Saturday, September 27, 2008

Are Multicore processors Linux friendly - Part 2

As described in earlier post,  Software architects of network equipments are moving or developing their applications in user space.  I believe Multicore vendors should keep this in mind while designing the accelerators and Ethernet controllers.   Unfortunately, current creep of Multicore devices are not well designed for applications based on user space.

Let me first give some items which are different in User space programs in comparison to Kernel level programming and Bare-metal programming.

  • Virtual Memory :  Kernel level programs and Bare-metal programs work with physical memory.  User space programs in Linux work with virtual memory.  Virtual memory to physical memory mappings are created by the operating system on per process basis.  
    • Some information on Virtual space and how it works:  Each process virtual space starts from 0 to 4Gbytes in 32 bit operating systems.  When the process executes, core with the help of MMU gets the physical address from virtual address for executing instructions as well as to get data or write data in the memory.  Core maintain the cache of virtual space to physical space mapping in Translation Lookaside Buffer (TLB).   Many processor types have 64 TLB entries on per core basis.  Operating system when it finds that there is no matching TLB entry for virtual address (TLB miss), goes through the mapping table created for each process for the match.  If there is a match and physical address is available, then it adds the entry in  one of  the TLB entries.  If there is no physical address page fault occurs and it requires reading the data from the secondary storage.  Since many processes can be scheduled on the same core by operating system,  TLB gets flushed out upon context switch and gets filled up with virtual space addresses of new process as part of its execution.
  • Operating system scheduling :  In Bare-metal programming,  application developer has full control over the cores and the logic that gets executed on per core basis.  User processes may get scheduled on different cores  and same core might be used to schedule multiple processes.  Since operating systems provide time slice for each process,  the user program can be preempted at any time by the operating system.
  • Restart capability:  Bare-metal and kernel level programs gets initialized when system is UP. If there is any issue in the program,  whole system gets restarted.  User space programs provide flexibility of graceful restart and restart if they crash due to some issues.  That is, user space programs should be capable of reinitializing itself when they get started even if the complete OS and system is not restarted.

What are the challenges user programs have while programming with Multicore processors?

Virtual Memory:

Many Multicore processors are blind to the virtual memory.  They only understand the physical memory.
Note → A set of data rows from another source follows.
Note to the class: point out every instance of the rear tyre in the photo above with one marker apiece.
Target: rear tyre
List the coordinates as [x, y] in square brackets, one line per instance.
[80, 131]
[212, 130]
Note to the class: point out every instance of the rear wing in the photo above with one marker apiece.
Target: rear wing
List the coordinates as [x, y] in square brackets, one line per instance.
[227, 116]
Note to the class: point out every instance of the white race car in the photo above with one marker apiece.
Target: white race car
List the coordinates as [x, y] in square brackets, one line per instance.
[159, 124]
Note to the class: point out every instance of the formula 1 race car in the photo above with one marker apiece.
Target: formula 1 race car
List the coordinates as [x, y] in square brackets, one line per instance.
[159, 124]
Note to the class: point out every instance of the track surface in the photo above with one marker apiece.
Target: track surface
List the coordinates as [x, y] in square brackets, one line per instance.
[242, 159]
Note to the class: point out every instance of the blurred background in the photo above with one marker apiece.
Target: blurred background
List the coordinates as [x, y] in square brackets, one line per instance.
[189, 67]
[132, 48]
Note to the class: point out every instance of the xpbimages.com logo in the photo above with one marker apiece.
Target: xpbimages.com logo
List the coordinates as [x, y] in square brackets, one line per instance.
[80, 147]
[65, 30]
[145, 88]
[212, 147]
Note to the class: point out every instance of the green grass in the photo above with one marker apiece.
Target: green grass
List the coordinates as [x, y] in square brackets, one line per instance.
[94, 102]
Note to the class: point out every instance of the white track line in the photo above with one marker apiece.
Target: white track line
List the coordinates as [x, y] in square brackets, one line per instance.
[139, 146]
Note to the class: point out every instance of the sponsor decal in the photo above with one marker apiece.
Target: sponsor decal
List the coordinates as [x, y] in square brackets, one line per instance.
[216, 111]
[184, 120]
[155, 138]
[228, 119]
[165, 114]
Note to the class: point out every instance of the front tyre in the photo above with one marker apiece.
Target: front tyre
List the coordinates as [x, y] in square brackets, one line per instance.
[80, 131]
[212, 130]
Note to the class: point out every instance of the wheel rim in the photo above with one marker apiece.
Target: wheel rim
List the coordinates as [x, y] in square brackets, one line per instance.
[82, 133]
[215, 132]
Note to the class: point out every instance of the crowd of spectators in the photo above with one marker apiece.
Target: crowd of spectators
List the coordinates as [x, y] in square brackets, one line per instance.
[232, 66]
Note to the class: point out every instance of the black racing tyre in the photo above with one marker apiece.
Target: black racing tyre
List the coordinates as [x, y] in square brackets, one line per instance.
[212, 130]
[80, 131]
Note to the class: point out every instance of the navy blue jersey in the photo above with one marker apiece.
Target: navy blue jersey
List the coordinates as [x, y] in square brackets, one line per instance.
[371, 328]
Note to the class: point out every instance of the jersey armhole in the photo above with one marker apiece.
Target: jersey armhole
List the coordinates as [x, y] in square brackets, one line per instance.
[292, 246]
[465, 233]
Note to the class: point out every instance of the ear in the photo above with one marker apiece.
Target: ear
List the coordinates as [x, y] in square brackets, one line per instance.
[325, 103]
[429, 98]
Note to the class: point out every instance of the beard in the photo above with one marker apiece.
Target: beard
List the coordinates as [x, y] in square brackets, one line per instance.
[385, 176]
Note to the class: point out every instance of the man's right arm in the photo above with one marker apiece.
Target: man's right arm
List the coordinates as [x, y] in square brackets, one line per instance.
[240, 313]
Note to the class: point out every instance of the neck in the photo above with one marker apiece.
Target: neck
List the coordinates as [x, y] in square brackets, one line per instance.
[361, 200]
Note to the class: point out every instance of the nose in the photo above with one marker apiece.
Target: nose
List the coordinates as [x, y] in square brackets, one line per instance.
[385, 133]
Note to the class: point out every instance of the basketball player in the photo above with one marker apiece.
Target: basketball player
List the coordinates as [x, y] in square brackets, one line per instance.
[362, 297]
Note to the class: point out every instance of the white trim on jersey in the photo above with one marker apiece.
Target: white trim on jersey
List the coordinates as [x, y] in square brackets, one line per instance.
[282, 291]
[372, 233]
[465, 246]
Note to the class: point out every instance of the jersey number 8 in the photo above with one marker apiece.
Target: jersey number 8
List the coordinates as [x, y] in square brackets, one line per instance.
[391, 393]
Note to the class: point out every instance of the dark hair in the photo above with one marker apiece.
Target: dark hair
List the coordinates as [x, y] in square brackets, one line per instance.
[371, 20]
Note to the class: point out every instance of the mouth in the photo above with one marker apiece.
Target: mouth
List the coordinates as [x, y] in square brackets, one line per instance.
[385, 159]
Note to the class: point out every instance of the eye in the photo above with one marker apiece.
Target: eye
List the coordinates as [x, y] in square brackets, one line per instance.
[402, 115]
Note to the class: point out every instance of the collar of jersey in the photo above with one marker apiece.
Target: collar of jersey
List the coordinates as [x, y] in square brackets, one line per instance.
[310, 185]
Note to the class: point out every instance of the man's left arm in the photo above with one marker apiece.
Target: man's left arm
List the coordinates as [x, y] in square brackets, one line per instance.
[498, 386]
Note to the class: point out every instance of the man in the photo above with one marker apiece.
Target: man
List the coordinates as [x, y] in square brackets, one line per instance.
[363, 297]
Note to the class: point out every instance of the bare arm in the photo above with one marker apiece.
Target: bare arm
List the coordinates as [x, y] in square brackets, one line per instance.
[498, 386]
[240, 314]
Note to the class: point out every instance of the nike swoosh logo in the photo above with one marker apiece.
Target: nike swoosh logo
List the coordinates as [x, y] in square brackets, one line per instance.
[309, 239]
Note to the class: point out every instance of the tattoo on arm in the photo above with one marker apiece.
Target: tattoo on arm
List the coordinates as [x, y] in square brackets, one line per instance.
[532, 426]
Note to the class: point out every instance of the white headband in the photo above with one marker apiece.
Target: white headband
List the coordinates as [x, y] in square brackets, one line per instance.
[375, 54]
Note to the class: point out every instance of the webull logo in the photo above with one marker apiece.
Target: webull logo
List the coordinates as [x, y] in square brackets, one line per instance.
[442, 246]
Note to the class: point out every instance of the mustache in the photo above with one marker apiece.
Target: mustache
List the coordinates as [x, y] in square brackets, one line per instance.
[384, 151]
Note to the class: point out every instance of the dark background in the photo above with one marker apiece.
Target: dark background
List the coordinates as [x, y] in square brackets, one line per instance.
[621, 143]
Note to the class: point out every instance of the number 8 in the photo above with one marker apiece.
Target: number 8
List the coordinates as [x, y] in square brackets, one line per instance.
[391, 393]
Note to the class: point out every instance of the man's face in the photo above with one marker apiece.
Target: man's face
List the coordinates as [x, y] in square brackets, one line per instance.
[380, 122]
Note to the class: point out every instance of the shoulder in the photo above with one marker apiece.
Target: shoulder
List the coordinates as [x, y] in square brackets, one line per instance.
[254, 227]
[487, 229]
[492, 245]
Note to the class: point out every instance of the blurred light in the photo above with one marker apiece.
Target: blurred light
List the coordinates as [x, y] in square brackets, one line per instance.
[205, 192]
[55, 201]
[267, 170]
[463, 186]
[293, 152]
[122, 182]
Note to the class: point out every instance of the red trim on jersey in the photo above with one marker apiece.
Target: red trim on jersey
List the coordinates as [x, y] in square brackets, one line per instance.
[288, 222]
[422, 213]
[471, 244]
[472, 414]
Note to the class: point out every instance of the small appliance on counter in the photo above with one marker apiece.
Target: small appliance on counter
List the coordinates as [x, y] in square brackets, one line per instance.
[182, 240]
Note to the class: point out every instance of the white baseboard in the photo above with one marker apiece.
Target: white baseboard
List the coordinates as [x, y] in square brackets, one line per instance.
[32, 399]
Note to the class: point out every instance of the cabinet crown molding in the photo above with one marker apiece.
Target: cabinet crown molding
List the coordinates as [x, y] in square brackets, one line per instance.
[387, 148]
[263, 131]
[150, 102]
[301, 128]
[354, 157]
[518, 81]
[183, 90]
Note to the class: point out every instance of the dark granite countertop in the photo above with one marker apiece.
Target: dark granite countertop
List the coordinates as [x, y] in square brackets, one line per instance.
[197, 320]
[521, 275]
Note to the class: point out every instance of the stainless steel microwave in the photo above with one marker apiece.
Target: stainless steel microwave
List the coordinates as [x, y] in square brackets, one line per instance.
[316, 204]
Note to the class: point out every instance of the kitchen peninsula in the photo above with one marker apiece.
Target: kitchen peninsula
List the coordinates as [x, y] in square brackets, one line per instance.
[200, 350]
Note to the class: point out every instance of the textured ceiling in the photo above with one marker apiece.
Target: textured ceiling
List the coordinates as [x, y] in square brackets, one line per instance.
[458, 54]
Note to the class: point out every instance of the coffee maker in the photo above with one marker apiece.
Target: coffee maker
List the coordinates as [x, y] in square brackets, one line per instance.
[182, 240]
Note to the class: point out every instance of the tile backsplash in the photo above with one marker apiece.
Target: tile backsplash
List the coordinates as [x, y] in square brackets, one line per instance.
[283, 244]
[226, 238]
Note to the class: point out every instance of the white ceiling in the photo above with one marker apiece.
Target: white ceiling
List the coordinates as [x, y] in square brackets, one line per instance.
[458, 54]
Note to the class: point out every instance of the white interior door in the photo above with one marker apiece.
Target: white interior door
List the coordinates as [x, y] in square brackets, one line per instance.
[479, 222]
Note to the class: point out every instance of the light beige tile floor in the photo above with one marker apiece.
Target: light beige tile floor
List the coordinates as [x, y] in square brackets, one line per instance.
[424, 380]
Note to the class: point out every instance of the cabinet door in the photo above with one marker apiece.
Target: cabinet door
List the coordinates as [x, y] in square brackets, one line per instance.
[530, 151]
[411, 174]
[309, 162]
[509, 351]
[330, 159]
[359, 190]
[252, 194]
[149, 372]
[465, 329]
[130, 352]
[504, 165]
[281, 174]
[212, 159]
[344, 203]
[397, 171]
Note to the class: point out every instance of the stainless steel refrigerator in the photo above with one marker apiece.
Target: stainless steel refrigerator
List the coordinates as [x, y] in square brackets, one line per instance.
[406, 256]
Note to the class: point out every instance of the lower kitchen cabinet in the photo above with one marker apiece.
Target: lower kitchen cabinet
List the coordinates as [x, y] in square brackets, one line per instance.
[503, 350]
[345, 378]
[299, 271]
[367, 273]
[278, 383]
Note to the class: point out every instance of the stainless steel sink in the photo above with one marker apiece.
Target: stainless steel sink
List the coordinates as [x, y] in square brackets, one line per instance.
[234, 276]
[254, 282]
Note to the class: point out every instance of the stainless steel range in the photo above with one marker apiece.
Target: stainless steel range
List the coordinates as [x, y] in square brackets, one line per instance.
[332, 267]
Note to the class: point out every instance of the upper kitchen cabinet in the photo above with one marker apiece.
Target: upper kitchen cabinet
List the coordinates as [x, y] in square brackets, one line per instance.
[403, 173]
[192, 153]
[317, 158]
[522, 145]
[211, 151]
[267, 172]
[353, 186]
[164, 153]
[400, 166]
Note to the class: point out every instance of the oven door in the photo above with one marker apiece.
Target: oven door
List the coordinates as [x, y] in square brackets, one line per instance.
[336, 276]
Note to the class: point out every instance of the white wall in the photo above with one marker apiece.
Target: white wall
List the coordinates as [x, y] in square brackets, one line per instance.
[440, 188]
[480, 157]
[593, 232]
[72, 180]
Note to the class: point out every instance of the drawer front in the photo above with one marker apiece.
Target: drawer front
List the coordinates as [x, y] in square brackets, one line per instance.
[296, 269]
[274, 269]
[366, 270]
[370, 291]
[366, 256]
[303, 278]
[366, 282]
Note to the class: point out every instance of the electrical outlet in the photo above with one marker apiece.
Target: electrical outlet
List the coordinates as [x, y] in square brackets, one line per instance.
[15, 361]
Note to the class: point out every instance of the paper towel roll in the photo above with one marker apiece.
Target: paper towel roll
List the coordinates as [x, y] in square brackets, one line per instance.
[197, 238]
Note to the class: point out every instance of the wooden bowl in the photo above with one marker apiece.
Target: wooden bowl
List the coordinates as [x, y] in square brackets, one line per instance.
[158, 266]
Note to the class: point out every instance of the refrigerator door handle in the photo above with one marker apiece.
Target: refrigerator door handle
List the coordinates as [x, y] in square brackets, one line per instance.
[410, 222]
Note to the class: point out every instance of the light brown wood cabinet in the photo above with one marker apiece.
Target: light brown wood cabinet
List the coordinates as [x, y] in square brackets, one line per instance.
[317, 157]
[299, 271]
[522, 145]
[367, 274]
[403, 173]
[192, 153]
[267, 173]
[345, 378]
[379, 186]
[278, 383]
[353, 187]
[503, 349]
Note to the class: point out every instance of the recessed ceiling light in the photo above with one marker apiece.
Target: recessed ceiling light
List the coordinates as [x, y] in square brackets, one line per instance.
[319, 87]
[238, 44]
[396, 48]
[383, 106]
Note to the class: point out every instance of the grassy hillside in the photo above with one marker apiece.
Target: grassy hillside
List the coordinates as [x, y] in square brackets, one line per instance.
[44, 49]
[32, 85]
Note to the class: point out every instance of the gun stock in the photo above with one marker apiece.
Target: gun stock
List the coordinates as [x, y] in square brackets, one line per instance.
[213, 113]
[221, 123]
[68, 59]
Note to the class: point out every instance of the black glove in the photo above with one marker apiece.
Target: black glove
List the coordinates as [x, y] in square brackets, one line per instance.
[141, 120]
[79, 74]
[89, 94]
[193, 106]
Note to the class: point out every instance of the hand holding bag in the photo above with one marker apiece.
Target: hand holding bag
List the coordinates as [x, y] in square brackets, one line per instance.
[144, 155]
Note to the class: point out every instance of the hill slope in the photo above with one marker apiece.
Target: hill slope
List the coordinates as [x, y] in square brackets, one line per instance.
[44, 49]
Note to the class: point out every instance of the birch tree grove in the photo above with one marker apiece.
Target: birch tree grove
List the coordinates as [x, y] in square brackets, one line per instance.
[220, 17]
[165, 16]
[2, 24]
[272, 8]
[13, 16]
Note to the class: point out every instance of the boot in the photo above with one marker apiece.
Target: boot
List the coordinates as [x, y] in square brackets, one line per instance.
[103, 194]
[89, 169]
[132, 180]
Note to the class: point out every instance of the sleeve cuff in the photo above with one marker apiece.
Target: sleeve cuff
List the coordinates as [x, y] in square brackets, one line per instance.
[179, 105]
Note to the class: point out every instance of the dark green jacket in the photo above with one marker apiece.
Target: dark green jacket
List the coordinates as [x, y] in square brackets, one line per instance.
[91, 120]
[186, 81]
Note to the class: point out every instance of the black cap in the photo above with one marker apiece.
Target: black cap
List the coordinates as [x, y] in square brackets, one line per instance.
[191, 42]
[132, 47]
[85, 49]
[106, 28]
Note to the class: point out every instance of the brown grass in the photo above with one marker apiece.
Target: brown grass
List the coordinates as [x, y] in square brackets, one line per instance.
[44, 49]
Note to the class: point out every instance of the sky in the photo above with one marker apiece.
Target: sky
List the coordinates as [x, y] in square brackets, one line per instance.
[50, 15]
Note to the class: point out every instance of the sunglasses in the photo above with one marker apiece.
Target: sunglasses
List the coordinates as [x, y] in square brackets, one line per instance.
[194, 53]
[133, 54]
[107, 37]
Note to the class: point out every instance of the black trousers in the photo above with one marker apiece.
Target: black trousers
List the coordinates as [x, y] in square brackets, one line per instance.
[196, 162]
Due to that, application software needs to do different things to get best out of Accelerators.  Some of the techniques that are followed by software are:
  • Use physical address for buffers that would be sent to the HW accelerators & Ethernet controllers:  This is done by software allocating some memory in kernel space, which reserves the physical memory, and memory mapping that in user space using mmap().  Though it looks simple, it is not practical for all applications. 
    • Applications need to be changed to use this memory mapped memory for allocating buffers.  Memory allocation in some applications might go through multiple layers of software.  For example, some software might be in high level languages such as Java,  Perl, Python etc..  Mappong allocation routines of these programs to memory mapped area could be nearly impossible and requires major software development.  
    • Applications might be allocating memory for several reasons.  Applications might be calling same allocation function for all types of reasons.  To take advantage of memory mapped space, either the application need to provide new memory allocation routines or all allocations are satisfied from mapped area.   First case requires software changes which could be significant if applications have developed multiple layers on top of basic allocation library routines.  Second case may not work may have problems in satisfying allocations. Note that kernel space is limited and amount of memory that can be mapped is not infinite. 
  • Implement hardware drivers in Kernel space and copy the data from virtual memory to physical memory and vice versa using copy_from_user and copy_to_user routines.  This method obviously has performance problems - Memory copy overhead.  It also requires driver in the kernel which is not preferred by many software developers.  Preference would be to memory map the hardware and use the hardware directly from the user space software.
  • Use virtual space for all buffers.  Convert virtual memory to physical memory and provide the physical memory to the HW accelerators.  Though this is better,  this also has performance issues -  Locking the memory and getting the physical pages is not inexpensive.  get_user_pages() equivalent user space function needs to go through the process specific page table to get the physical pages for virtual pages. Second is that all physical pages need to be locked using mlock()  function, which is not so expensive, but takes good number of CPU cycles. On top of that,  the result of get_user_pages is set of physical pages which may not be contiguous.  If accelerators dont' support scatter gather buffers, then this required flattening the data which is again very expensive.
I am expecting that at least future versions of Multicore processors would have capability to understand the virtual memory and avoid software to do any thing special.  I expect that Multicore processor takes the virtual address for both input and output buffers, in addition to acceleration specific input, and convert virtual addresses  to physical memory and gets the accelerator function executed using accelerator engines.  There is a possibility that virtual to physical space mapping might get changed while the V-to-P conversion or acceleration algorithm is running.  To avoid this,  V-to-P conversion module should do two things.

A. Input side:

1.  Copy the input data to internal RAM of the accelerator.
2.  While copying, if it find that there is no TLB entry, it returns error to the software.
3.  Software accesses the virtual space which makes the TLB entry filled up and then software issues the command again to continue from where it left off.

B. Returning the result:

1.  Copy the output from internal RAM to the virtual memory using TLB.
2.  If it finds there is no mapping,  let it return to the software, if software is using the accelerator synchronously. If software is not waiting, let it generate the interrupt which wakes the processor and issues the command to read the result.
3.  Software accesses the virtual space which makes the TLB entry and issues the command again.  The v-to-p conversion module starts writing from the place it left off.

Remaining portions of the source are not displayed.